Progressively this directive takes over all aspects of media communication,
bringing us to the current conditions of widespread disinformation and its
supposed remedy, the digital detox. If “ignorance is bliss”, in its latest guise,
ignorance becomes essential for maintaining a certain level of mental health.

Disinformation fosters conspiracy theories, anxiety, incredulity with the
dangerous outcome that nobody believes anything anymore, or could that be
the opposite?… Extremism emerges as the only way of attracting attention.
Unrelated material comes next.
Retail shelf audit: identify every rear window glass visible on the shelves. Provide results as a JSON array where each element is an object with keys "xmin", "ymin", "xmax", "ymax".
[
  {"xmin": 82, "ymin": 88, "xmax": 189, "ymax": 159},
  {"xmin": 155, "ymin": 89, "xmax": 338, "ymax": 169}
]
How this is reflected in music/culture is less clear cut. Between the necessary
hook of a pop song and the immersive spaces of drone music, Pauline
Oliveros’s advocacy of ‘deep listening’ is becoming ever more crucial in the
current climate.

Jon Wozencroft developed his sound seminars in the late 1980s as a means of highlighting the potential of sound-related research and practice in art and design education. Primarily, the seminars promote the art of listening and seek to rebalance the dominant bias of visual culture which favours the eye over the ear. Listening both enhances one’s perceptual awareness and creates an oasis away from 24/7 non-stop media. The seminars underline the power of sound and music as catalysts for change in a context in which recorded music has been progressively devalued in the digital environment. Drawing upon forty years of working in music publishing and performance, Wozencroft moves the audience between and beyond genre classifications and makes connections where past present and future come alive in the moment.